The incoming instructors will be teaching courses in advertising, journalism, cinema, media arts and production, and various other topics across media.
The new faculty members are:
Joe Glennon joins The Media School after spending more than 10 years at Temple University, where he was the department chair of advertising and public relations for the Klein College of Media and Communication for three years.
He received his M.F.A. in creative writing from Temple University.
Glennon was the faculty director for Diamond Edge Communications, Temple’s student-run advertising agency. For more than 20 years, he has worked as a freelance copywriter and creative director, working for clients such as Microsoft, Adidas, Party City, Comcast, Vox Medica, Coca Cola, and many others.
Novotny Lawrence comes to The Media School from the Greenlee School of Journalism and the English department at Iowa State University. His research focuses on African American cinematic and mediated experiences, film and media history, and popular culture.
Lawrence will be the director of the Black Film Center & Archive and an associate professor in cinema and media studies. He received his B.A. and M.A. in communication studies from the University of Missouri-Kansas City and his Ph.D. in theatre and film from the University of Kansas.
Lawrence hopes to increase the BFCA’s profile across the world and to be a great colleague.
George Logothetis, BA’87, has served as creative director for Publicis in New York and the executive creative director for Saatchi & Saatchi. He has been a freelance creative director/copywriter for various companies for nearly 20 years, including Comedy Central, Team One, CNBC, Quest Diagnostics, McCann Health, and many more.
Logothetis earned his B.A. with a double major in telecommunications and English at IU Bloomington. He went on to earn a copywriting degree at the Portfolio Center for Art & Design.
Logothetis has teaching experience as a guest lecturer, portfolio judge, and student mentor at the CCNY Branding and Integrated Communications Graduate Program.

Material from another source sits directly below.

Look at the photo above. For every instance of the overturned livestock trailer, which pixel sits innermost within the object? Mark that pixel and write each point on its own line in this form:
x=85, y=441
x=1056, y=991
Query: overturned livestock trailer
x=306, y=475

He has also been a guest lecturer and Career Day presenter at The Media School.
Nathan Mishler, MS’08, is not only an owner of Studio Cypher, but he is also a business manager, writer, and programmer for the game development studio based in Bloomington. He has worked at the studio for over 18 years creating websites, games, phone applications, and even kiosk software for clients.
Mishler earned his B.S. in computer science from Goshen College before going on to achieve his M.A. in telecommunications from IU.

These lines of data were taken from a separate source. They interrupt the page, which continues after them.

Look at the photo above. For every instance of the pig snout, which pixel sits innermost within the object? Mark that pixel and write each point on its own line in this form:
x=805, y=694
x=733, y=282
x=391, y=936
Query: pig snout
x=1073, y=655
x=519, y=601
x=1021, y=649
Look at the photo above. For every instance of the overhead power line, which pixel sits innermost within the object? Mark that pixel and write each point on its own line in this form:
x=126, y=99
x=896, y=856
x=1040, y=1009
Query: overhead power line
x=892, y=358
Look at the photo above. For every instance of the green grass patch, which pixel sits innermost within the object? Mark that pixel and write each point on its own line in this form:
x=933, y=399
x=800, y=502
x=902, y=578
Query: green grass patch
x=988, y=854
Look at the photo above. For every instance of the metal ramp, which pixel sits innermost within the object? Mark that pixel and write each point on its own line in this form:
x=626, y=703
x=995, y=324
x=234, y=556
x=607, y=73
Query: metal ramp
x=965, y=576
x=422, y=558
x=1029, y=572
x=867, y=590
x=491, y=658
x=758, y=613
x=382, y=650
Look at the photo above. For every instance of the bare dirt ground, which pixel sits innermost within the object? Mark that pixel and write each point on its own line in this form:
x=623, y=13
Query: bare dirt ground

Mishler has previously attended Indie Giving with game design students in The Media School, supporting them as they participated in community service projects and earned access to the annual Game Developers Conference in San Francisco. Much of his work at Studio Cypher has been done alongside educators as the studio worked to create educational games.

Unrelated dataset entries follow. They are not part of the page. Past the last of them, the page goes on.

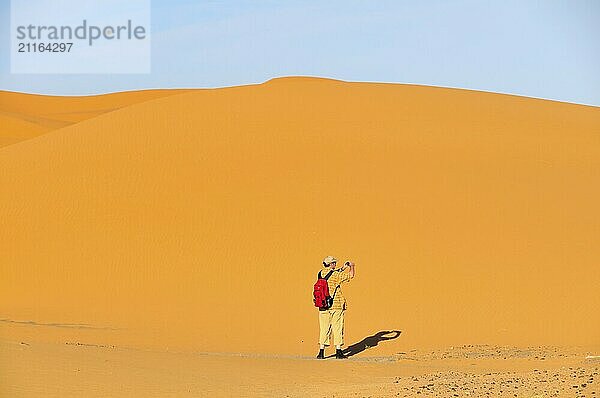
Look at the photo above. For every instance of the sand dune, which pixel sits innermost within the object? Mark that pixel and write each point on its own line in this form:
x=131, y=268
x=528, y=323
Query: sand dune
x=24, y=116
x=197, y=221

Robin Robinson has experience in curating U.S. and international films at Academy-Award qualifying festivals as well as booking and securing film screenings and premieres, panels, workshops, and other programs. She has worked for festivals and events such as the True/False Film Festival, the Philadelphia Film Festival, Film Pittsburgh, and the BlueCat Screenplay Competition.
Robinson earned her B.A. in telecommunications and Spanish at IU. She went on to earn her M.F.A in film with a concentration in screenwriting at Watkins College of Art.
Robinson’s teaching experience has come through working in the development and execution of curriculum for new hires and on training script readers and film screeners on story development and constructive criticism.
Previously a professor of radio/TV/film and director and co-founder of the Northwestern University Pritzker Pucker Studio Lab, David Tolchinsky will serve as the new dean of The Media School starting this fall.
Tolchinsky earned his B.A. in composition/video/performance art from Yale University and his M.F.A in film/video production from the University of Southern California School of Cinema-Television.
Tolchinsky has years of experience in screenwriting, composition and sound design for interactive computer environments and video installation, and curation of multimedia exhibitions. He has written, directed, and produced plays, documentaries, and films. As a writer and director of the film “Cassandra,” he has won over 11 awards internationally.
His work often focuses on teenage subcultures, dystopias, sound design, mental illness, and complex illness.